I ordered this glider from Hobby Lobby in the States. The glider that I originally ordered was called a Hacker 'Ray', but they sent me the Glassair. The Glassair is the ARF version of the ARC Ray, so I ended up saving a roll of covering. This HLG is built in the Czech Republic and is very popular there. The kit comes with all major assemblies covered and ready to glue together. Everything looks well made and is extremely light.

I started the assembly by installing servo mounts in the fuse. I had bought a couple of Hitec HS-55 servos which I mounted side by side, but mini servos can be used if mounted in-line. I installed a 110 mAH battery in the nose and a 2ch receiver (minus the case) behind the servos. I tried to get all the gear as far forward as possible. Throughout the assembly, I used the hardware that was included with the kit.

The wing consists of a flat centre panel, outer panels and tips or winglets. these need to be glued together. The instructions say to use CA, but I epoxied all the wing joints. The wing bolt holes needed to be drilled and tapped (with the included tapping screw) in the top of the fuse.

The only work needed on the tail surfaces was to tape all the hinge lines using 3M-600 tape and gluing in an elevator joiner.

The Glassair needed about 1 oz of lead in the nose to balance it. I haven’t weighed it yet, but I would say it is around 12 oz flying weight.

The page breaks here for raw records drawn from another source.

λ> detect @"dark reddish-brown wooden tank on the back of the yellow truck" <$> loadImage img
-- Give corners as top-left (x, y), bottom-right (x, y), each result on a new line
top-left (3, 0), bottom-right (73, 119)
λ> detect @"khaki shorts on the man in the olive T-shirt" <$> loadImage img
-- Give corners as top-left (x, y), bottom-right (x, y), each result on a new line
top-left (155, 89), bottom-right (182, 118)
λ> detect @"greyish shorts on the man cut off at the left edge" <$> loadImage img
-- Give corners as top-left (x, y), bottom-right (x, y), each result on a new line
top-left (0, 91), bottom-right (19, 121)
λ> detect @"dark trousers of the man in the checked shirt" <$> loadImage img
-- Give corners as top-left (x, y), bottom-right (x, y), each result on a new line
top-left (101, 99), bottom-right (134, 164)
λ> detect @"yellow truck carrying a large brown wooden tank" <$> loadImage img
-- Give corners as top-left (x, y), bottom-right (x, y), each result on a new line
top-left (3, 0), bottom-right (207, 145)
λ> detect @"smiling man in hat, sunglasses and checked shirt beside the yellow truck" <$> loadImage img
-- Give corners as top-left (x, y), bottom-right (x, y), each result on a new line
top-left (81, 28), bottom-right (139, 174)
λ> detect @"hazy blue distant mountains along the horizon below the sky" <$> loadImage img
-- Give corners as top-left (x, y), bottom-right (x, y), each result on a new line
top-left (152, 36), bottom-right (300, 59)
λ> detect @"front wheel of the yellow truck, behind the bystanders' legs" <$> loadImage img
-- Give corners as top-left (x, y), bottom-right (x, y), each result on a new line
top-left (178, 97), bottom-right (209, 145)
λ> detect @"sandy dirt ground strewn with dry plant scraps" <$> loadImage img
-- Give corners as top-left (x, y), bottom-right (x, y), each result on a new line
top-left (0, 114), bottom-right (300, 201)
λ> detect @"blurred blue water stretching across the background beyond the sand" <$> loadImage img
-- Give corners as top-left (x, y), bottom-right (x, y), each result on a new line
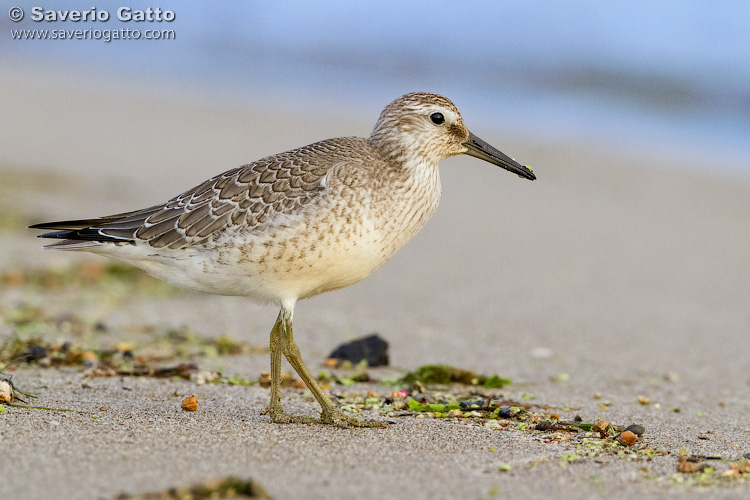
top-left (0, 0), bottom-right (750, 172)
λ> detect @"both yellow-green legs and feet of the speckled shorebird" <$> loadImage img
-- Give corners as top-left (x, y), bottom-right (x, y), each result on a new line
top-left (266, 307), bottom-right (388, 427)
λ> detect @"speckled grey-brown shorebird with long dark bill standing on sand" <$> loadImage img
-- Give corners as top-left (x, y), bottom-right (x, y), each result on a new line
top-left (30, 93), bottom-right (536, 427)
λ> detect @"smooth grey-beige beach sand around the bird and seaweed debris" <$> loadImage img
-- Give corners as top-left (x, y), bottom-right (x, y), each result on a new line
top-left (0, 67), bottom-right (750, 499)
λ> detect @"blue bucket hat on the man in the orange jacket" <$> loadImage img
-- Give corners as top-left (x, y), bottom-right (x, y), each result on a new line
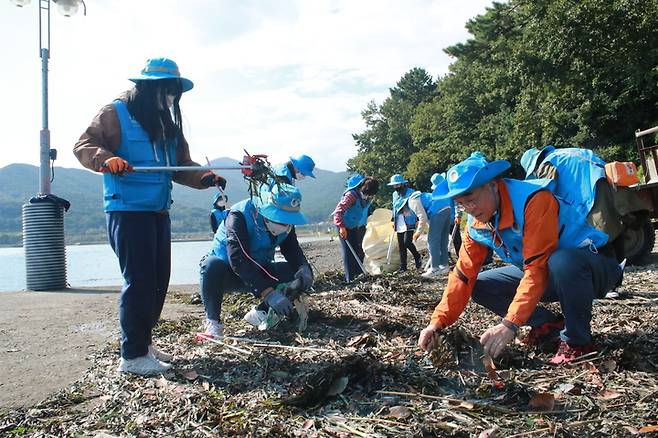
top-left (432, 151), bottom-right (510, 199)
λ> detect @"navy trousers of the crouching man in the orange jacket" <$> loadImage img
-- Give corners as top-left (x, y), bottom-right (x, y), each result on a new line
top-left (472, 248), bottom-right (622, 345)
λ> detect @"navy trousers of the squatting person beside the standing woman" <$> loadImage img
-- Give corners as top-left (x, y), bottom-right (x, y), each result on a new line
top-left (199, 256), bottom-right (295, 321)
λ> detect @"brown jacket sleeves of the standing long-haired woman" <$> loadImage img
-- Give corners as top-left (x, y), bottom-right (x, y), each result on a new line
top-left (73, 93), bottom-right (206, 189)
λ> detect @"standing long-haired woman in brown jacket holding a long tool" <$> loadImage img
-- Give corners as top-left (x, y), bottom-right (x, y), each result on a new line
top-left (73, 58), bottom-right (226, 375)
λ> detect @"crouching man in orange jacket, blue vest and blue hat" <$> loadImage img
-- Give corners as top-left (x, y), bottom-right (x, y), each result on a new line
top-left (418, 152), bottom-right (622, 364)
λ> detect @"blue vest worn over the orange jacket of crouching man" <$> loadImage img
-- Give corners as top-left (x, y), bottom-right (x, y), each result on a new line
top-left (468, 179), bottom-right (608, 269)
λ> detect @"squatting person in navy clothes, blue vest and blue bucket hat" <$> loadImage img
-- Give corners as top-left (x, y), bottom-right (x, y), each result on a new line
top-left (200, 184), bottom-right (313, 337)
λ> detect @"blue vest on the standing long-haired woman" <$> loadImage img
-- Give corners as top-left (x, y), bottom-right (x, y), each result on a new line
top-left (103, 100), bottom-right (177, 212)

After the first few throws, it became obvious that I needed a throwing peg. I made this from some 8 mm carbon fibre tube. I reinforced the area on the inside of the fuse where the peg would go through with some balsa and fibreglass. As it turns out, I didn’t reinforce it enough. This fuselage is made from very light cloth and is very soft and prone to cracking on anything but the gentlest landing. After several sessions with the Glassair, the inside of the fuselage was full of patches covering cracks caused by dorked landings.

This HLG flies extremely well in even the lightest lift. I wouldn’t take it out in anything more than a gentle breeze. It is quite fragile and too light for strong weather. It is not the fastest HLG, but it is very stable and looks great in the air. Only the slightest control inputs are required, and anything more tends to slow it down too much. So far, I have not tip stalled it. This may be a result of the fairly large winglets, but I’m not sure.

The blue and white colour scheme is quite visible, but at long distances it tends to become a silhouette. I am not worried about flying this thing too far away. I have always been able to make it back, even when the lift drops off completely. The 110 mAH battery gives me about an hour of flying time. I am reluctant to push it beyond this.

I am very pleased with this glider. It looks and flies great. The only improvements that I would make would be more reinforcement on the inside of the fuselage, particularly around the wing area.